The review recommended that a targeted search be done to determine the distribution of the species and to evaluate the habitat and the biological characteristics of Megalagrion leptodemas to aid in its conservation. Finally, the report outlined steps to prevent further spread of invasive species and protect the habitat of the crimson Hawaiian damselfly.

=== Recovery Plan ===
The crimson Hawaiian damselfly was one of the species included in the US Fish and Wildlife Service’s Recovery Plan, released in July 2018, for the island of Oahu. The plan is currently being implemented and has several different steps outlined below.

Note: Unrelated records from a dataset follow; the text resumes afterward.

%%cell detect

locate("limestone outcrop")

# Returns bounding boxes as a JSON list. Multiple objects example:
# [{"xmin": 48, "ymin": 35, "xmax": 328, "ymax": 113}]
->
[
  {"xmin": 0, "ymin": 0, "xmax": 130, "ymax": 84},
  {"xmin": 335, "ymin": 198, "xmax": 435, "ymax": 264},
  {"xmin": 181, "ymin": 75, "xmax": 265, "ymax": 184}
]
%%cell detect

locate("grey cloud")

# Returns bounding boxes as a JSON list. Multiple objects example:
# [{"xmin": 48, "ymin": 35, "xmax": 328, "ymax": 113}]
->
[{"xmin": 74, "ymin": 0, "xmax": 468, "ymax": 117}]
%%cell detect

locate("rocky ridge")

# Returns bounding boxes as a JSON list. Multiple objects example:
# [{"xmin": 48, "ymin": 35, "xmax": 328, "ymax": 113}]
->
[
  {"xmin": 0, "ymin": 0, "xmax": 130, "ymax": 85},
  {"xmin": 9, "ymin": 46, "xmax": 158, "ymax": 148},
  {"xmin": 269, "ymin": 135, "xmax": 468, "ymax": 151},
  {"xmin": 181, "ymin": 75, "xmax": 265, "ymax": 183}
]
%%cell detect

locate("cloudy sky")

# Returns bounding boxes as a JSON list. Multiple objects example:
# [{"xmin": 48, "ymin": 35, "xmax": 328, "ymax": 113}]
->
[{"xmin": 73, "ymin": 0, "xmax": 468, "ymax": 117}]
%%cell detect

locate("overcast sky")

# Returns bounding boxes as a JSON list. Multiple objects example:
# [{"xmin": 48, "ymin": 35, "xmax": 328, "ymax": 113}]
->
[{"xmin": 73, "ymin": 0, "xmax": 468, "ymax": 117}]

1. Protect ecosystems and control threats
  - Identify and survey remaining extant populations for all species and the habitats in which they occur
  - Develop fine-scale climate models for these species to identify future suitable habitat based on existing and historical distributions as well as projected climate conditions
  - Identify areas in each habitat necessary for recovery and delineate representative management units
  - Ensure long-term protection of management units
  - Monitor management and use results to adapt management actions
2. Control species-specific threats
  - Develop and implement control for slugs
  - Develop and implement control for rodents
  - Develop and implement control for non-native fish and amphibians
  - Control other threats as appropriate
  - Monitor management and use results to adapt management actions
3. Expand the range of existing wild populations and establish additional populations to increase numbers for resilience to threats
  - Develop habitat and climate models to identify areas within management units appropriate for establishing or augmenting populations
  - Select populations for augmentation or sites for reintroduction
  - Prepare reintroduction sites
  - Propagate genetically appropriate individuals for augmentation or reintroduction
  - Release genetically appropriate individuals
  - Monitor success of release and use results to adapt management actions
4. Control new threats before they become widespread
  - Conduct surveys for invasive species in areas of likely influx, and proactively control any newly discovered pest or invasive species
  - Improve border security to prevent the influx of new pests and invasive species into the State and the island of Oʻahu
5. Conduct additional research essential to recover species and restore the habitats on which they depend
  - Conduct studies on the range, demography, and dispersal of each species
  - Conduct population viability analyses (PVA) for each species as data becomes available
  - Evaluate research results and implement adaptive management as necessary
6. Develop and implement a detailed monitoring plan for each species and ecosystem
7. Develop down listing and delisting criteria at the species and habitat level as necessary to validate recovery objectives
8. Partner with key stakeholders to develop and accomplish above objectives

In the short term, the recovery plan attempts to minimize the threats facing Megalagrion leptodemas such as habitat modification and invasive species. The plan also outlines future steps to find more information about the species and better target conservation efforts. In the long run, the plan will hopefully mitigate the impending effects of climate change, avoid future threats to the species, and increase education and outreach to the general public.